Mesajı Okuyun
Old 14-11-2008, 16:21   #5
akil

 
Varsayılan

sayın meslektaşlarım sınava çalıştığım kitabın yazarına konuyu ilettim. açıklaması şu şekilde paylaşmak isterim.(http://www.themiskariyer.com/)
)2008 YILI KAYMAKAM ADAYLIĞI SINAVINDA TARTIŞMAYA NEDEN OLAN 78 ve 79. SORULAR HAKKINDA
AÇIKLAMA

İYUK 10. maddesinin 2.bendinin 3.cümlesi, hiçbir şekilde 2. cümlesini desteklemez ve onun devamı değildir; çünkü bendin 3. cümlesi 1. cümlenin devamıdır.

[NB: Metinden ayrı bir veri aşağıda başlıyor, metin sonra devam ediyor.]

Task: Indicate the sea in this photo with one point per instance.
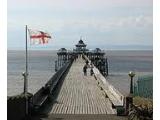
(41, 65)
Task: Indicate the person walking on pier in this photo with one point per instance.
(91, 70)
(85, 69)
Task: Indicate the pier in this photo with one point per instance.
(71, 93)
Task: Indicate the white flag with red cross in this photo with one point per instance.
(38, 37)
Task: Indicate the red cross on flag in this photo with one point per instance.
(38, 37)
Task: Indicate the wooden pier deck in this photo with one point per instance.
(80, 94)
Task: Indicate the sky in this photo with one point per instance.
(108, 24)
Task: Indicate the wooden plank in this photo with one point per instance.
(80, 94)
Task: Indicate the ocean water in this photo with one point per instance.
(41, 67)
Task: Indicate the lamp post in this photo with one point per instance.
(131, 74)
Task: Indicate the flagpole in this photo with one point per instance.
(26, 72)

Dolayısıyla kesin olmayan cevaptan sonra idare edilenler 2. cümlede sözü edilen süreleri geçirirse, idare, sürelerin geçirilmesinden sonra cevap dahi verirse bu durum, ilgiliye kesinlikle yeni dava hakkı doğurmaz. 3. cümledeki yeniden dava açılması imkanı idarenin tamamen susması halinin sonrasında uygulanabilecek bir hükümdür. (Prof.Dr.Zehra Odyakmaz, Ümit Kaymak, İsmail Ercan, İdari Yargı, İkinci Sayfa, 4.Bası, s. 260).

Nitekim Danıştay 7. Dairesi başkanı Turgut Candan, İdari Yargılama Usulü Kanunu adlı eserinde bu durumu şöyle anlatmaktadır: “…Her ne kadar, bu cümleden sonra gelen cümlede, ‘Dava açılmaması veya davanın süreden reddi hallerinde, altmış günlük sürenin bitmesinden sonra yetkili idari makamlarca cevap verilirse, cevabın tebliğinden itibaren altmış gün içinde dava açabilir.’ denilmekte ve bu cümle, fıkranın sonuncu cümlesi olması itibariyle, kendisinden önce gelen cümlelerin tümünü ilgilendiriyormuş izlenimini vermekte ise de; cümlede kullanılan ‘… altmış günlük sürenin bitmesinden sonra yetkili makamlarca cevap verilirse,…’ ibaresi, içerdiği düzenlemenin, salt, altmış günlük ilk bekleme süresi içerisinde cevap vermeyen idarenin başvuruda bulunana daha sonra vermiş olduğu cevaplar dolayısıyla uygulanabilir nitelikte olduğunu; bu ilk bekleme süresi içerisinde idarece verilen kesin olmayan cevaba karşı dava açmayan, dava açma hakkını altı aylık bekleme süresinde kesin cevap alamaması üzerine de kullanmayan veya açmış olduğu davası süre aşımı sebebiyle reddedilen idare edilene, idari dava açma süresi geçtikten sonra verilen kesin cevaplar üzerine uygulanamayacağını göstermektedir. Bununla birlikte; idare edilenler arasında, başvurusuna hiç cevap alamayanlarla kesin olmayan nitelikte cevap alanlar arasında, yapılan bu ayrım ve fıkranın düzenleniş biçimi, uygulamada, sorun yaratacağa benzemektedir.” (Turgut Candan, İdari Yargılama Usulü Kanunu, Maliye ve Hukuk Yayınları, Ekim 2005, s.416).

Benzer şekilde Danıştay 8.Dairesinin, 25.10.2000 tarih, 98/7093 esas ve 2000/6612 karar sayılı kararında da bu durum açıkça belirtilmektedir. Danıştaya göre: “İYUK’nun 10. maddesinde öngörülen altmış günlük bekleme süresi içerisinde (hiç cevap vermeyen) idarenin bu sürenin geçmesinden sonra cevap vermesi durumunda, dava açma süresi işlemeye başlar.”
Nitekim Danıştay 7. Dairesinin bir başka kararında bu durum daha açık belirtilmektedir. Danıştaya göre: “İYUK’nun 10.maddesinde öngörülen altı aylık bekleme süresinin, 60 günlük bekleme süresi içerisinde KESİN OLMAYAN CEVAP VERİLMESİ HALİ İLE SINIRLI OLDUĞU; bu süre içerisinde hiç cevap verilmemesi durumunda, sonradan verilen cevabın tebliğ tarihinden itibaren yeni bir idari dava açma süresi başlar.”

Yanılgı şuradan kaynaklanmaktadır: Bendin 2. cümlesi 1994 yılı kanun değişikliğiyle eklenmiştir. Dolayısıyla 3. cümlenin düzenleniş biçimi, bentteki ilk iki cümle için de geçerli olduğu izlenimini vermektedir.